Colony Bay TV

Next Episode: Solidarity and Secrets

July 17, 2011 James Riley

The Tar and the Feather

Revolutions aren’t fought by hoping for the best in people.

In that final stretch leading to the American Revolution, from 1770 to 1775, there were certain conversations that had to be conducted in secret. Certain friendships had to be sealed with something very much like a solemn oath. The largely peaceful pattern we have of elections in this country and our commitment to an orderly hearing of all sides was purchased by people who, for the sake of the cause, had to be absolutely intolerant of deviation from the course.

Think about it: In 1772, when a British revenue schooner, the Gaspee, was boarding coastal vessels, abusing their crews, stealing their merchandise, and mocking due process, the hundreds of Rhode Island men who boarded and destroyed the ship were so silent about the affair that a British investigation couldn’t find one credible witness to point a finger.  The inquiry came to absolutely nothing.  Imagine that — hundreds of men involved in what would today be called a crime against government property and an assault on government officials, and no one mentions a word about it.    Then as now, the investigators had the power to offer inducements of all sorts to testify and no one came forward.

The tea party itself was a marvel of such secrecy that even today, we can’t be sure who participated.   Many of those men took the secret to their graves, even after they became victors in the ultimate struggle.   The oath of secrecy they took was more important than the free drinks they might have enjoyed the rest of their lives.

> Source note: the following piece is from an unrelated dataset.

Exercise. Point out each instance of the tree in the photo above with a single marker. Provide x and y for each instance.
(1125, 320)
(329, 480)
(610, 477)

This secrecy was in service to a collective virtue that was even more important in securing the victory:  solidarity, unity, singleness of purpose.   As I wrote a few weeks ago, when a citizen of Cape Anne turned informer, his life became very uncomfortable indeed.  When the God-given rights were at stake, and when the debate was finished, there wasn’t much room for waning attention to duty.   It wasn’t like signing a boycott agreement and then determining your own standard of purity.   You were in, or you were out.   My sense is that they had a pretty healthy sense of man’s depravity, and they weren’t above shunning and shaming a fellow soldier into submission.

From this vantage point, some of this makes us uncomfortable.  If a group of your neighbors were to show up on your doorstep and say, in effect, “are you with us or against us?” you might think “do I really have to get involved?”   Well, in the era leading up to the American Revolution, there was no choice.   Life was very difficult for those who couldn’t decide.   Today we make a daily virtue out of “live and let live,” and that works, then as now, for many of life’s questions.   But suppose you actually saw a magistrate utterly abuse his authority?   Suppose you saw your neighbors’ property confiscated without due process?   Suppose you were actually there when Stalin’s goons pushed farmers off their land?     Wouldn’t utter, black and white polarity, among neighbors, be a useful thing?

Certainly, it’s an uncomfortable question in the present, but in this age of clean, orderly debate, public hearings, and anemic, non-controversial church life, some folks get a  little anxious seeing the founding fathers standing over a barrel of tar and a next to a bag of feathers.

Well, I have news for you:   they were harder, meaner men than you might think, when the occasion required it.